Mathematical formulation - 5.2 English - 68552

AOCL API Guide (68552)

Document ID
68552
Release Date
2025-12-29
Version
5.2 English

SVM can have different formulations depending on the task at hand. The most common ones are:

  • Support Vector Classification (SVC): Uses a parameter \(C\) to balance margin maximization and classification errors, seeking a decision boundary that maximizes the margin while penalizing misclassifications.

  • Nu-Support Vector Classification (NuSVC): Employs a parameter \(\nu\) to constrain the fraction of training errors and the fraction of support vectors, providing an alternative classification formulation to SVC.

  • Support Vector Regression (SVR): Fits a function that allows for a margin of tolerance \(\epsilon\) around the predicted values, penalizing data points lying outside this tolerance to achieve a trade-off between model complexity and fitting errors.

  • Nu-Support Vector Regression (NuSVR): Similar to SVR but utilizes a parameter \(\nu\) to control the allowable support vectors and fitting errors, offering a different mechanism to balance model complexity and error tolerance.

In the simplest case (binary classification), given training samples \(\{ (x_i, y_i) \}_{i=1}^{n}\) with \(y_i \in \{-1, +1\}\), the SVC in its primal form, poses the following problem:

\[\begin{split}\min_{\beta,\,b,\,\xi_i} \frac{1}{2} \|\beta\|^2 &+ C \sum_{i=1}^{n} \xi_i \\ \text{subject to} \quad y_i (\beta^\top \phi(x_i) + b ) &\ge 1 - \xi_i,\quad \xi_i \ge 0,\end{split}\]

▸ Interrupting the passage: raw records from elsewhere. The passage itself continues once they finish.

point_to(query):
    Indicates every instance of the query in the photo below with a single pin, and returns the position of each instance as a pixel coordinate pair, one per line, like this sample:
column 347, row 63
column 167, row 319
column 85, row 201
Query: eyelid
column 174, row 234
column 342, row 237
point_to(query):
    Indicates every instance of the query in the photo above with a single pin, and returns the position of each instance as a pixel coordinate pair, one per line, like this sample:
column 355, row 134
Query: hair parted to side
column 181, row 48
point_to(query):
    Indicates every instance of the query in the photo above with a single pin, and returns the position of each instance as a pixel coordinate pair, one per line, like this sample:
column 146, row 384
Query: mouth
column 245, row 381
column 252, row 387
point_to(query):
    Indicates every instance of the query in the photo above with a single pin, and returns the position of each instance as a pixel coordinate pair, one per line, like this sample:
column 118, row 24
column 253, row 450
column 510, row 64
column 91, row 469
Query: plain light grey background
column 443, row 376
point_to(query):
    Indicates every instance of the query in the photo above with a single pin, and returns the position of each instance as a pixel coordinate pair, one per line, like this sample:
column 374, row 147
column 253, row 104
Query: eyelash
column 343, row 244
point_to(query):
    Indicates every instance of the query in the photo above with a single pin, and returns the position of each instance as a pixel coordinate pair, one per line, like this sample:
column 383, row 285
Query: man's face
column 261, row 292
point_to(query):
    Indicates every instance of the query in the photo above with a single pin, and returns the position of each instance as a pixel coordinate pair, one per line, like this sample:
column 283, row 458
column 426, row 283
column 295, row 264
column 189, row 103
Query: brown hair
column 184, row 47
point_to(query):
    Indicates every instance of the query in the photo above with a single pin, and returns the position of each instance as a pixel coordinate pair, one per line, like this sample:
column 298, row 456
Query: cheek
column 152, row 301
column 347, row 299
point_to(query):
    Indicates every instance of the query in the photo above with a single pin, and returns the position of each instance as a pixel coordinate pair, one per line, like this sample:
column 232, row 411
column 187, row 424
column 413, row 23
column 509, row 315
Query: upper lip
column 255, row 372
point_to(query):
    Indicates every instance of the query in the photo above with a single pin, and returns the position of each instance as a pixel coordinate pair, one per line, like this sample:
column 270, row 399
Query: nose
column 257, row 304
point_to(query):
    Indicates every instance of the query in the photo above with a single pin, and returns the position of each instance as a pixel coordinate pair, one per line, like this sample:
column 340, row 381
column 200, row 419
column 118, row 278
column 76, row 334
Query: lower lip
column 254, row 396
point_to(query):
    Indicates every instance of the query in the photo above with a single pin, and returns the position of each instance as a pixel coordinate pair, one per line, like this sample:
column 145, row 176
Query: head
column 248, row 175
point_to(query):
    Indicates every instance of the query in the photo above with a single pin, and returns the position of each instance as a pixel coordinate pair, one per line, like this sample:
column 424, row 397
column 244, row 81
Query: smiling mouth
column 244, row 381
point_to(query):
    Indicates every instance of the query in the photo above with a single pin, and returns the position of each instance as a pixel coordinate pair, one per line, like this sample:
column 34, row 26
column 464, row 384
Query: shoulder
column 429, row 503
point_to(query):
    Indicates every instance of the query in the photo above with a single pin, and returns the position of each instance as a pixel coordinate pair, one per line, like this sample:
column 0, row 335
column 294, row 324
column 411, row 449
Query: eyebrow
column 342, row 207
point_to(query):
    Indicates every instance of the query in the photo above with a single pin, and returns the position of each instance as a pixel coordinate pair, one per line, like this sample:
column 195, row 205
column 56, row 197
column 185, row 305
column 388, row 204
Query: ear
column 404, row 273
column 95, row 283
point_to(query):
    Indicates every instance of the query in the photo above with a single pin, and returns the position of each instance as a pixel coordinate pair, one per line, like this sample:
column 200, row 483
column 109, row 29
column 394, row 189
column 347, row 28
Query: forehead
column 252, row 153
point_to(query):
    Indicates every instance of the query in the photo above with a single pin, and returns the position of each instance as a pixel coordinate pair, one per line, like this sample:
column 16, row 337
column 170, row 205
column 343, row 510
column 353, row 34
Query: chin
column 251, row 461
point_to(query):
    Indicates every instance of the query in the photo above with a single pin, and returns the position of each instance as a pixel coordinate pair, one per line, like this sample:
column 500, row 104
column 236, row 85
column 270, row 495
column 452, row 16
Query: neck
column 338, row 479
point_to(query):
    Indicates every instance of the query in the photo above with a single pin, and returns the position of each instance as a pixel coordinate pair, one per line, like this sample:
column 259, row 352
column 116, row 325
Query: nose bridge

where \(\beta\) represents the vector of coefficients, also known as the weights, associated with each input feature, \(b\) is the bias term, \(\phi\) is a (possibly nonlinear) mapping defined by a kernel, \(C > 0\) is a regularization parameter controlling the trade-off between margin maximization and misclassification, and \(\xi_i\) (known as a slack variable) is the distance from the \(i\)-th sample to the correct boundary.

Minimizing the norm of the coefficients leads to maximizing the margin between classes. Meanwhile, slack variables introduce a penalty for misclassification errors; if a data point is correctly classified, \(\xi_i\) is 0, otherwise, \(\xi_i\) is greater than 0. The optimal hyperplane is determined by a subset of the training samples known as support vectors, which lie on or within the margin.

Since the feature space can be high-dimensional or data might not be linearly separable, it is more convenient to solve the dual version of this problem. This formulation focuses on the dual coefficients \(\alpha_i\) rather than explicit feature transformations. The corresponding objective problem is:

\[\begin{split}\min_{\alpha} \frac{1}{2} \sum_{i=1}^{n} \sum_{j=1}^{n} \alpha_i \alpha_j y_i y_j K(x_i, x_j) - \sum_{i=1}^{n} \alpha_i \\ \text{subject to} \quad 0 \le \alpha_i \le C,\quad \sum_{i=1}^{n} \alpha_i y_i = 0,\end{split}\]

where \(K(x_i, x_j) = \phi(x_i)^\top \phi(x_j)\) is the kernel function. This eliminates the need to perform an explicit mapping \(\phi(x)\), allowing SVMs to handle both linear and nonlinear relationships in the data. The decision function is then given by

\[f(x) = \sum_{i=1}^{n} \alpha_i y_i K(x_i, x) + b,\]

and predictions are made based on the sign of \(f(x)\).

Multi-class classification with SVMs is approached using a one-vs-one strategy, which decomposes the multi-class task in a way that each class is paired with each other to form \(\frac{n_{\mathrm{class}} \times (n_{\mathrm{class}}-1)}{2}\) binary classification submodels. Each submodel learns to distinguish between two classes. The final label is determined by aggregating the results of these binary decisions, by a voting mechanism.

Note

In da_svm_decision_function_? you can access decision function values in both OvO (one-vs-one) and OvR (one-vs-rest) shapes. In the one-vs-rest (OvR) approach, \((n_{\mathrm{class}} - 1)\) subproblems are defined, each separating a single class from all remaining classes. Note that in our case, OvR decision values are derived from OvO, so this setting does not affect the underlying training process.

For regression, a similar formulation is used, minimizing errors within an margin of tolerance \(\epsilon\) around the regression function.